Correva il 22′. Pallone filtrante di Strisciuglio per Ceci, la centrocampista anticipa il portiere in uscita e mette il sigillo sulla prima storica vittoria in serie A della Pink Bari. Era il giorno di Ognissanti dell’anno scorso e le biancorosse sconfissero il tabù vittorie con una buona prestazione in casa contro il Pordenone. (Nella foto, il gol di Ceci all’andata)
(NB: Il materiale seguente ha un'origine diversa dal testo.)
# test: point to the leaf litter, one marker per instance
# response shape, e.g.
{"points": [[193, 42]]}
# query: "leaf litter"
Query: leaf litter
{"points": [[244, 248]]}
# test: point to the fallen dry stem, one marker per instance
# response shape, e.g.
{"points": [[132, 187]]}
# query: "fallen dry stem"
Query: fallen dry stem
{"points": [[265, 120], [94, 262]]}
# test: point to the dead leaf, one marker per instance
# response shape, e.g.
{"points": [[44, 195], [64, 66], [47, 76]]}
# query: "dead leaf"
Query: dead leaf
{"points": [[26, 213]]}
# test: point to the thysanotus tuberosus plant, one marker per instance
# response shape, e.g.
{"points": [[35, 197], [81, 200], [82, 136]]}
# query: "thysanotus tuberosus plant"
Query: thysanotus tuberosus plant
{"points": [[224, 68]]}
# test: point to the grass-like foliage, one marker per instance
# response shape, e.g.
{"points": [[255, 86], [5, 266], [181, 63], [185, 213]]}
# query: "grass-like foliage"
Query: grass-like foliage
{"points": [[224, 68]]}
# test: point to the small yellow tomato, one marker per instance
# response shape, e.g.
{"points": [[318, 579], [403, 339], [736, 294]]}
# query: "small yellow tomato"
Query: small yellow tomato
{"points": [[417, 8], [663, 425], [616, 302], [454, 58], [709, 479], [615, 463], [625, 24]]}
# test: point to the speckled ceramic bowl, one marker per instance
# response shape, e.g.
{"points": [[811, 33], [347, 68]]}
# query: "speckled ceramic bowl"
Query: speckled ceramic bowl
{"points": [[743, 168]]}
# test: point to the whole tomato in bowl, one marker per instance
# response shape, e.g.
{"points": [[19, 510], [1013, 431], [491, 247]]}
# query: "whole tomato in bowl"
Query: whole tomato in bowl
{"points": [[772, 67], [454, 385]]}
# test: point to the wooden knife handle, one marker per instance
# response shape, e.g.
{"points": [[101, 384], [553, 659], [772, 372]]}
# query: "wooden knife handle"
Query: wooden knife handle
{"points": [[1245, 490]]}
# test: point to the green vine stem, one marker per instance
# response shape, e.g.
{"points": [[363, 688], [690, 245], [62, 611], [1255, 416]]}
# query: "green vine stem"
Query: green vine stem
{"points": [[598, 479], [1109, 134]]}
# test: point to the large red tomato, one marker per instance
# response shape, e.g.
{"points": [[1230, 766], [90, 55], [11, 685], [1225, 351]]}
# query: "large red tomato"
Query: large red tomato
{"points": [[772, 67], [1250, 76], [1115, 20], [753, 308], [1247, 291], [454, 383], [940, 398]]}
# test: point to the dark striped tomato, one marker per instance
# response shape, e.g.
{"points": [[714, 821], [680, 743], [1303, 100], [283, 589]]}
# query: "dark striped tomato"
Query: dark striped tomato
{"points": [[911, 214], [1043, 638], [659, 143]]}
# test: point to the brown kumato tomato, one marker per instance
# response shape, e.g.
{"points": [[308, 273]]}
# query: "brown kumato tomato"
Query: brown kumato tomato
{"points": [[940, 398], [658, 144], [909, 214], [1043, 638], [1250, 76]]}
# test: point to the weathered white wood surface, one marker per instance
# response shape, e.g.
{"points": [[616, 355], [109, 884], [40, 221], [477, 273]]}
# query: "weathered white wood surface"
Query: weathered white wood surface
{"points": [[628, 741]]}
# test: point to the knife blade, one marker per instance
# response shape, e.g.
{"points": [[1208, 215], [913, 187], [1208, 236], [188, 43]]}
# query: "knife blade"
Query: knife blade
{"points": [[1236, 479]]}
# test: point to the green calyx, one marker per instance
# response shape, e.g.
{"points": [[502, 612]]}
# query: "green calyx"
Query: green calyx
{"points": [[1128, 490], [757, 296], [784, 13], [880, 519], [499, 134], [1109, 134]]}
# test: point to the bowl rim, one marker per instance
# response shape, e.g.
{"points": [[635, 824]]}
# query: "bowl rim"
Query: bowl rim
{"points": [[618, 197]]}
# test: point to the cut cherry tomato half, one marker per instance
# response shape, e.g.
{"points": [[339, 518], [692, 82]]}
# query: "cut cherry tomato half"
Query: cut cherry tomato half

La partita in programma contro il Pordenone all’Attilio Ovan di Basaldella di Vivano, sabato 21 febbraio alle 14:30, è da inquadrare per le baresi come l’ennesima finale in questo girone di ritorno appena iniziato. Una vittoria da cercare contro una diretta concorrente – uscita malconcia (0-7) dall’ultima trasferta in campionato contro il solito tritacarne Verona – in vista dell’impegnativo tour de force che attende la Pink Bari nei prossimi sette giorni: recupero della quindicesima giornata a Firenze, quindi Brescia in casa.
Chissà che il neroverde non ispiri ancora una volta le ragazze di Isabella Cardone, alla ricerca dei primi punti in trasferta per continuare a sorridere e, soprattutto, costruire solide basi per giocarsi sino all’ultimo le proprie chance di permanenza in serie A. Anche il Pordenone è alla ricerca di una “prima volta”. Le friulane, infatti, non hanno mai vinto fra le mura amiche. Gli unici punti casalinghi sono arrivati da due pareggi, contro Orobica e Torres.
Le uniche indisponibili sono la lungodegente Laura Libutti, ex dell’incontro, e Giulia Olivieri, rimasta a Bari per ritrovare la condizione atletica dopo lo stop per infortunio.